Secondo recenti aggiornamenti Istat, il lavoro in Italia è in crescita. Lo scorso aprile – rispetto al mese anteriore – sono infatti aumentati gli occupati, diminuiti i disoccupati e rimasti stabili gli inattivi, ossia coloro che non fanno parte delle forze lavoro – non essendo classificati come occupati o in cerca di lavoro.
Un +0,4%, pari a +84mila unità, dei posti di lavoro per per uomini e donne, per dipendenti e autonomi e per tutte le classi d’età – tranne i 25-34enni che evidenziano una contrazione. Mentre il tasso di occupazione sale al 62,3% (con un +0,1% punti). Ed anche a maggio segnali positivi, dato che – come indica Istat – il numero di occupati nel mese ha superato quello di maggio 2023 del 2,0% (+462mila unità). L’aumento coinvolge uomini, donne e tutte le classi d’età, mentre il tasso di occupazione in un anno cresce di 0,9 punti percentuali.
Innanzi a questi dati, che si collocano sullo stesso trend positivo dello scorso anno – nel 2023 proseguiva infatti la crescita degli occupati con un aumento di 481mila unità (+2,1% in un anno) – si potrebbe pensare che il mercato del lavoro stia finalmente uscendo dal tunnel della precarietà. Tuttavia vi sono alcune note stonate.
Il Report del Forum Disuguaglianze e Diversità intitolato “Da conciliazione a costrizione: il part-time in Italia non è una scelta. Proposte per l’equità di genere e la qualità del lavoro” contiene infatti una fotografia a 360 gradi del fenomeno del part-time involontario, e fa capire come – molto spesso – il ricorso a questa tipologia contrattuale sia una sorta di via di fuga dalla disoccupazione, in assenza di migliori alternative.

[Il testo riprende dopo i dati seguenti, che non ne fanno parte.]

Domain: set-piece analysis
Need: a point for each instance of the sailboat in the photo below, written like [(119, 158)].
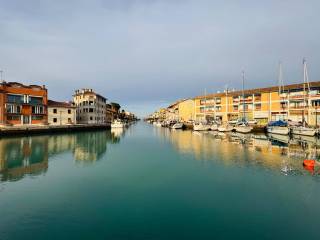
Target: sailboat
[(304, 129), (243, 126), (202, 126), (279, 127)]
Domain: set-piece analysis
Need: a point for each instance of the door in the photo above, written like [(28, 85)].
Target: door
[(26, 119)]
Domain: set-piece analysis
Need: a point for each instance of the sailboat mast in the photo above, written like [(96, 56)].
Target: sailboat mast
[(280, 79), (304, 91), (243, 99), (205, 104)]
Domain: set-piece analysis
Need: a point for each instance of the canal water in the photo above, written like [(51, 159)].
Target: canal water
[(154, 183)]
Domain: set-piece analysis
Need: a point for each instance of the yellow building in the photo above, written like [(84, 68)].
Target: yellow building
[(186, 110), (262, 104)]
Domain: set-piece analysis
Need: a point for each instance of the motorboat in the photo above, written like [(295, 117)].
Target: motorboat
[(243, 128), (117, 124), (214, 127), (303, 130), (278, 127), (225, 128), (158, 124), (201, 127), (177, 125)]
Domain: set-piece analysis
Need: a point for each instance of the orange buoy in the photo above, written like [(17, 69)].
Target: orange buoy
[(309, 163)]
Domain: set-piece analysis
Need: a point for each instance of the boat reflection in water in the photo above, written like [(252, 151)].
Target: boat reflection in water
[(24, 156), (275, 152)]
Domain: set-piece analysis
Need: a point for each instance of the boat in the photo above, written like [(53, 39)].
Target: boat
[(117, 124), (225, 128), (304, 129), (243, 126), (278, 127), (158, 124), (214, 127), (201, 126), (177, 125)]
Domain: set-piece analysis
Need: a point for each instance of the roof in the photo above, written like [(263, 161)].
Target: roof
[(176, 103), (16, 84), (84, 91), (260, 90), (52, 103)]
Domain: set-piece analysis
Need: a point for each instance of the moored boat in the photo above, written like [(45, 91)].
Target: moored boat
[(306, 131), (177, 125), (243, 128), (201, 127), (117, 124), (225, 128), (278, 127)]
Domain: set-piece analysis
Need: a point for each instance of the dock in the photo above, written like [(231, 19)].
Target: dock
[(38, 129)]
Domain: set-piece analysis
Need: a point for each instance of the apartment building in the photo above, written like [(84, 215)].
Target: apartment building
[(90, 107), (61, 113), (23, 104), (262, 104)]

Vediamo più da vicino questo studio.
Indice
Il part time come scelta semi-obbligata per non restare disoccupati
Pensiamo a chi viene licenziato perché la sua azienda non è più in grado di garantirgli uno stipendio oppure al giovane che, con spirito di iniziativa, si propone ai potenziali datori di lavoro con CV e lettera di presentazione, trovando però difficoltà ad ottenere un’occupazione stabile, ben retribuita e quindi dignitosa.
Non di rado, il part-time appare come una sorta di ‘salvagente’, un appiglio a cui far riferimento in un periodo in cui, territorialmente e sul fronte delle singole offerte di lavoro, non si riesce a trovare di meglio.

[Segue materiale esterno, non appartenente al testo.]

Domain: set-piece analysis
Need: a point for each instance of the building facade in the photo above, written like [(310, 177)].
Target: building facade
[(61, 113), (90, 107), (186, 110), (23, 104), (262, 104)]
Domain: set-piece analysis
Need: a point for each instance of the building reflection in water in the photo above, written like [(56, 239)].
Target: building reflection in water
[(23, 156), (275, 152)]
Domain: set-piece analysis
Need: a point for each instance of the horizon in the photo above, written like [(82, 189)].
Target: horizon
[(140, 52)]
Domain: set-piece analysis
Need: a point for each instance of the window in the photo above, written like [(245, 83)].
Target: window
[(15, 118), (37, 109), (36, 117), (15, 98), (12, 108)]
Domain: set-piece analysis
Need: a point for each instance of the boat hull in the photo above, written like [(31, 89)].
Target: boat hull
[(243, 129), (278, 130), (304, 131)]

Nato come strumento mirato alla conciliazione di vita e di lavoro, il part time oggigiorno – in una moltitudine di casi – fa rima con precarizzazione e talvolta anche con sfruttamento, specialmente quando viene imposto dall’azienda come aut-aut – non palesandosi come il risultato di una scelta libera del lavoratore o della lavoratrice.
Nel nostro paese il contratto a tempo parziale si è trasformato o si trasforma in una forma di marginalizzazione lavorativa. Da una recente analisi dell’Istat sul mercato del lavoro emerge nettamente che, rispetto ai dipendenti con contratti a tempo indeterminato e full-time, gli occupati a termine e a tempo parziale incassano mediamente un reddito equivalente molto più basso e devono altresì fronteggiare una marcata instabilità lavorativa.

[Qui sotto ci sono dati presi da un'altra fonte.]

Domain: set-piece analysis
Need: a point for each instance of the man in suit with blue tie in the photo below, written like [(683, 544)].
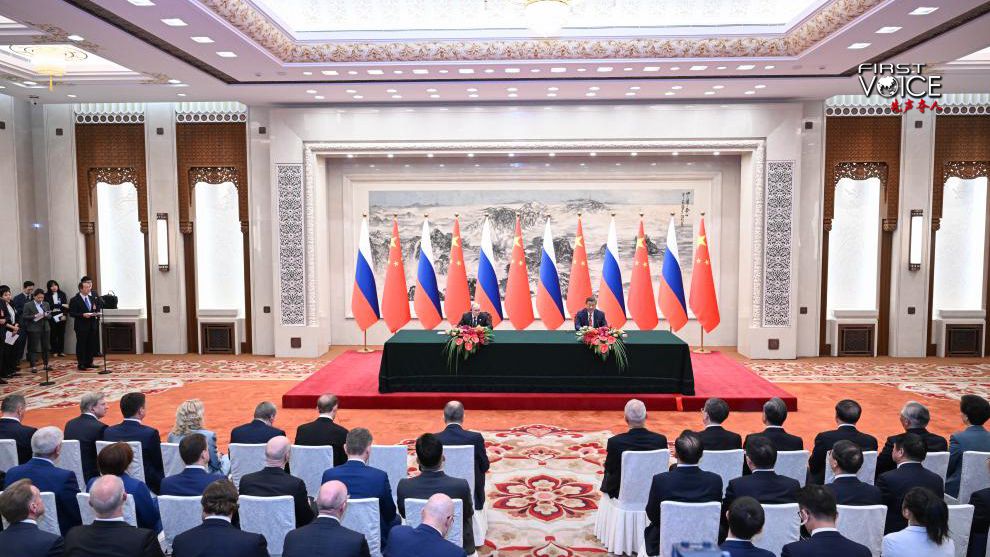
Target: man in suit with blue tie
[(325, 537), (133, 408), (41, 470), (590, 316)]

Conseguentemente, la sola alternativa per contare su maggiori entrate è quella di avere un altro lavoro part time o una qualche rendita (ad es. da affitto) che, combinata allo stipendio, consenta di far quadrare il bilancio familiare mensile. Insomma, se è vero che l’occupazione è in crescita, come indica Istat, è però altrettanto vero che la ‘qualità’ di tale occupazione non è spesso adeguata a risolvere il problema della precarizzazione e dell’incapacità di progettare un futuro lavorativo e di vita.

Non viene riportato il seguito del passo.